394.—(1) There shall be paid to the Registrar of Companies in respect of the several matters mentioned in the Fifteenth Schedule the several fees therein specified.

(2) All fees paid under this section shall be paid into the Consolidated Fund.

(3) The Minister may by order amend the Fifteenth Schedule.

(4) An order made pursuant to subsection (3) shall be subject to negative resolution.

Repeal.

395. The Companies Act is hereby repealed and is hereinafter referred to as “the repealed Act”.

Transitional.

396.—(1) Upon the appointed day—

(a) all corporate instruments of an existing company; and

(b) all cancellations, suspensions, proceedings, etc., regulations and things,

lawfully done under any provision of the repealed Act shall be presumed to have been lawfully done under this Act and continue in effect under this Act as though they had been lawfully done under this Act.

(2) For the purpose of this section, “lawfully done” means to have been lawfully granted, issued, imposed, taken, done, commenced, filed, or passed, as the circumstances require.

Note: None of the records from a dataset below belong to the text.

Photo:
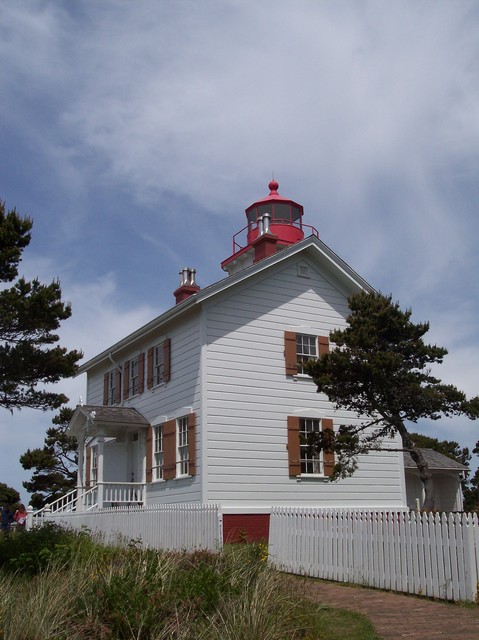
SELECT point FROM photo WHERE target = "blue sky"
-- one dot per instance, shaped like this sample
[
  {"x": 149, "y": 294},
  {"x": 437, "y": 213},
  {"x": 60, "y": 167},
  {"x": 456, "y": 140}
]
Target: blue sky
[{"x": 136, "y": 133}]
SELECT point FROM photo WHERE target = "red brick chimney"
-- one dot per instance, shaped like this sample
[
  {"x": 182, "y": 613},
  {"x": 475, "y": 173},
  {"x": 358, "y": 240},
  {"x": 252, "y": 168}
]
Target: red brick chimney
[{"x": 188, "y": 285}]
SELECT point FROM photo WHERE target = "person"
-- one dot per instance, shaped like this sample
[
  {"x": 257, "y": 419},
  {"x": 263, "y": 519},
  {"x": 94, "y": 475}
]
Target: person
[
  {"x": 20, "y": 517},
  {"x": 7, "y": 518}
]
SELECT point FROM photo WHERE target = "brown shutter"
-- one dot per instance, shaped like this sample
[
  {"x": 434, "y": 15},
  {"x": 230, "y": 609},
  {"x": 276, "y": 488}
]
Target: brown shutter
[
  {"x": 87, "y": 466},
  {"x": 192, "y": 444},
  {"x": 328, "y": 455},
  {"x": 290, "y": 353},
  {"x": 149, "y": 369},
  {"x": 323, "y": 345},
  {"x": 126, "y": 380},
  {"x": 169, "y": 450},
  {"x": 141, "y": 373},
  {"x": 105, "y": 388},
  {"x": 118, "y": 386},
  {"x": 293, "y": 446},
  {"x": 149, "y": 454},
  {"x": 166, "y": 359}
]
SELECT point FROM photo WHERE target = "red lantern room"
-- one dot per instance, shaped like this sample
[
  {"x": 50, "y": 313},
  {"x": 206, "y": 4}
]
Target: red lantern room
[{"x": 273, "y": 223}]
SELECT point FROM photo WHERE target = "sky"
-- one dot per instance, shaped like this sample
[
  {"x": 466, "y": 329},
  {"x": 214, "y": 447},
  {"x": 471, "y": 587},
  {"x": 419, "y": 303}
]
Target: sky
[{"x": 135, "y": 134}]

(3) Notwithstanding any other provision of this Act, but subject to subsection (4), if any provision of a corporate instrument of an existing company lawfully in force immediately before the appointed day is inconsistent with, repugnant to, or not in compliance with, this Act, that provision is not illegal or invalid by reason only of that inconsistency, repugnancy or non-compliance.

(4) Any act, matter or proceeding or thing done or taken by an existing company or any director, shareholder, member or officer thereof under a provision referred to in subsection (3), is not illegal or invalid by reason only of the inconsistency; repugnancy or non-compliance mentioned in that subsection, or by reason of being prohibited or not authorized by this Act.

(5) Section 177 applies to an existing company upon the appointed day.

(6) Where, on application by an existing company or its members, the Registrar determines that it is not practicable to change a reference to the nominal or par value of shares of a class or series that the existing company was authorized to issue before the appointed day, the Registrar may permit the company to continue to refer in its articles to those shares, whether issued or not, as shares having a nominal or par value.

(7) A share of an existing company issued before the appointed day shall be deemed to have been issued in compliance with this Act, irrespective of—

(a) whether the share is fully paid;

(b) any designation, rights, privileges, restrictions or conditions attached to the share or set out on, or referred to in, the certificate representing the share,

and the provisions of this Act shall not be construed as depriving a shareholder of any right or privilege that he claims under an issued share of the company nor as relieving him of any liability in respect of such a share.

(8) Where any person is aggrieved by a decision of the Registrar, that person may appeal to the Supreme Court.